Im convinced we could do better with the right leadership on board.

This was published Dec. 24 and has a familar ring to it:


Minneapolis streetlights are shining too brightly

Instead of leaving streets safer, ornamental lamps in 10 percent of the city are leaving police and residents temporarily blinded.

By Karen Youso, Minneapolis Star Tribune
http://www.startribune.com/462/v-print/story/896615.html

The city of Minneapolis has installed thousands of ornamental acorn- or lantern-style streetlamps in the past 15 years to improve neighborhoods and reduce crime, but the new lights are overly bright and poorly designed, making it difficult for police officers to see through the glare.

"They could have a suspect right in front of them, and they wouldn't see him," said Steven Orfield of Orfield Laboratories Inc. He tested the lights and found them to be thousands of times brighter than their surroundings, meaning they cast a disabling glare. The city was notified of the problem in 1999 but continued to install the lights. About 8,500 of them now cover 10 percent of the city.

"It's more difficult to see with some of those lights," said Lt. Chris Hildreth of the Minneapolis police's 5th Precinct.

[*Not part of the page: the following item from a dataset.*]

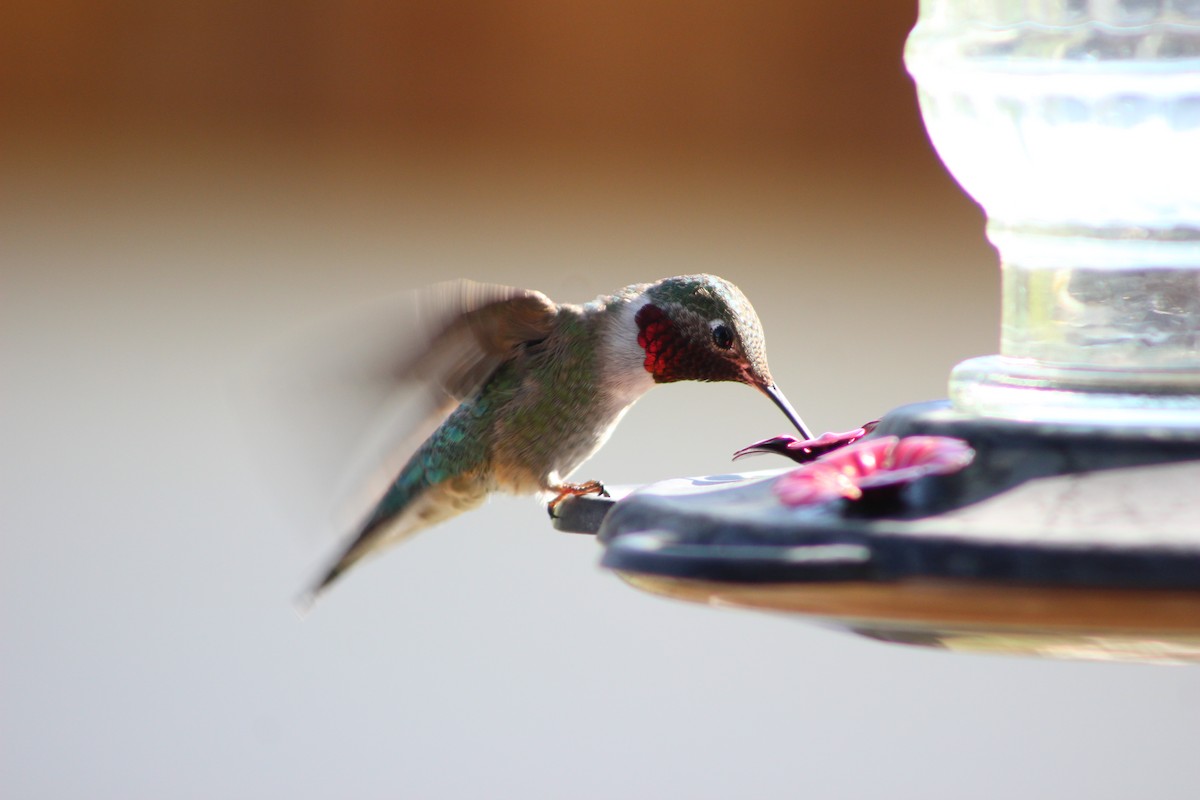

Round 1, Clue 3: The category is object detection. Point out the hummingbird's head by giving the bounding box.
[634,274,811,438]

Reports by two lighting consultants find that the glare is a problem not only for police but also for motorists and pedestrians, especially older citizens. A focus group said the glare actually made streets seem less safe and comfortable. The Minneapolis Department of Public Works sees the lights as part of an overall plan to increase safety and comfort in the city.

Now the city is looking at options, which include replacing the fixtures, pulling and replacing the whole streetlights, or doing nothing.

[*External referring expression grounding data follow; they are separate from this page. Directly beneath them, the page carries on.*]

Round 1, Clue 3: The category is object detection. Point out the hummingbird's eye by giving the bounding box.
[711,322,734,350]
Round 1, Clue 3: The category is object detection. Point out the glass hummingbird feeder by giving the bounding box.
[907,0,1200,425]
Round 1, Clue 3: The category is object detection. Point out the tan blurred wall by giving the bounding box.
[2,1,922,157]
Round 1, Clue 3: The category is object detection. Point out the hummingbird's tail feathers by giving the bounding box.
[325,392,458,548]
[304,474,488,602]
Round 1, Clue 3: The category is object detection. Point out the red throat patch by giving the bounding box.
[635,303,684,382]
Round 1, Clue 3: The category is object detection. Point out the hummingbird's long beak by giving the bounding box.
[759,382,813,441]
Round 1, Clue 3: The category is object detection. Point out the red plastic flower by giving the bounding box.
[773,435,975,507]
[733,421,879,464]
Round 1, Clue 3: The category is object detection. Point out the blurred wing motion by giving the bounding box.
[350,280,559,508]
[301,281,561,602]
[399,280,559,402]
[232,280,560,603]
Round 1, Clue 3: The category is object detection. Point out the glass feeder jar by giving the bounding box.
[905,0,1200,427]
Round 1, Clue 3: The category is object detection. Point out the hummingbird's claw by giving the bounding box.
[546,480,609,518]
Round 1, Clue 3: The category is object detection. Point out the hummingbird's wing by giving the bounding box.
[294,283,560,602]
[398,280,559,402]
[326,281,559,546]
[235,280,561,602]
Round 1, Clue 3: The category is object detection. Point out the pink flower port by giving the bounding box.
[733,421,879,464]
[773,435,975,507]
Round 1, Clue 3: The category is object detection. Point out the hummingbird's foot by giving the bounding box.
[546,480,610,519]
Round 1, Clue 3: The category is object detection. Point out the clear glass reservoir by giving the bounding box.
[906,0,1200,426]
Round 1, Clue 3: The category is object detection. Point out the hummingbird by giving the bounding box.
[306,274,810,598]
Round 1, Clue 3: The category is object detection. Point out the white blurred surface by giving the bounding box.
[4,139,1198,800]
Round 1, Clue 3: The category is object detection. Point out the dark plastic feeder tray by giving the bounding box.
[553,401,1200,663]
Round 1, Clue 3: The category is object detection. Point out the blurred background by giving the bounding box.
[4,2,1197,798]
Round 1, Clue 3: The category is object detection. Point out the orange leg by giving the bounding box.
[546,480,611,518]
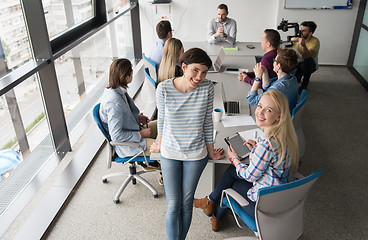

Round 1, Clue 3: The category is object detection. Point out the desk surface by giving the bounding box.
[183,41,264,57]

"It was a boondoggle to begin with and a boondoggle now," said Prospect Park resident Michael Atherton, who opposed the lights when they were installed in his neighborhood in 1999. "I don't feel like paying for them a second time; I didn't want to pay the first time."

Minneapolis property owners pay for the lights through tax assessments. Some have already paid thousands of dollars to install the lights, which cost the city about $6,000 each.

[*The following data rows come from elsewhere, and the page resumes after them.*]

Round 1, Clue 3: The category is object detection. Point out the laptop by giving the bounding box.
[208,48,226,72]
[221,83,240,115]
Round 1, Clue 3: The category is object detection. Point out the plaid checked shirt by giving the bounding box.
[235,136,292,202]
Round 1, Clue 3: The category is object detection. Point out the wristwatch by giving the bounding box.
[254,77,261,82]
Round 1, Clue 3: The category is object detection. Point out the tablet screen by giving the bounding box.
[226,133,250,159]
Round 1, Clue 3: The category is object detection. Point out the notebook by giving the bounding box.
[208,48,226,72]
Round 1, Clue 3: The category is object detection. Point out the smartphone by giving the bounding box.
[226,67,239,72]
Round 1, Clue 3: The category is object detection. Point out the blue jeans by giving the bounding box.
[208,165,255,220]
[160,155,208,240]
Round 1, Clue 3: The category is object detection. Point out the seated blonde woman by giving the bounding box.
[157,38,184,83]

Besides glare, the lights waste electricity compared with the alternatives the city might have used, and that costs taxpayers money and needlessly creates greenhouse gas emissions, according to the Minnesota Pollution Control Agency.

Problems and possible solutions

Replacing the poorly designed fixtures, probably the most expensive option initially, "is the cheapest solution in the long run," Orfield says. Beverly Warmka of the Department of Public Works said that the reports are under review and that "at this time, we do not have any comments."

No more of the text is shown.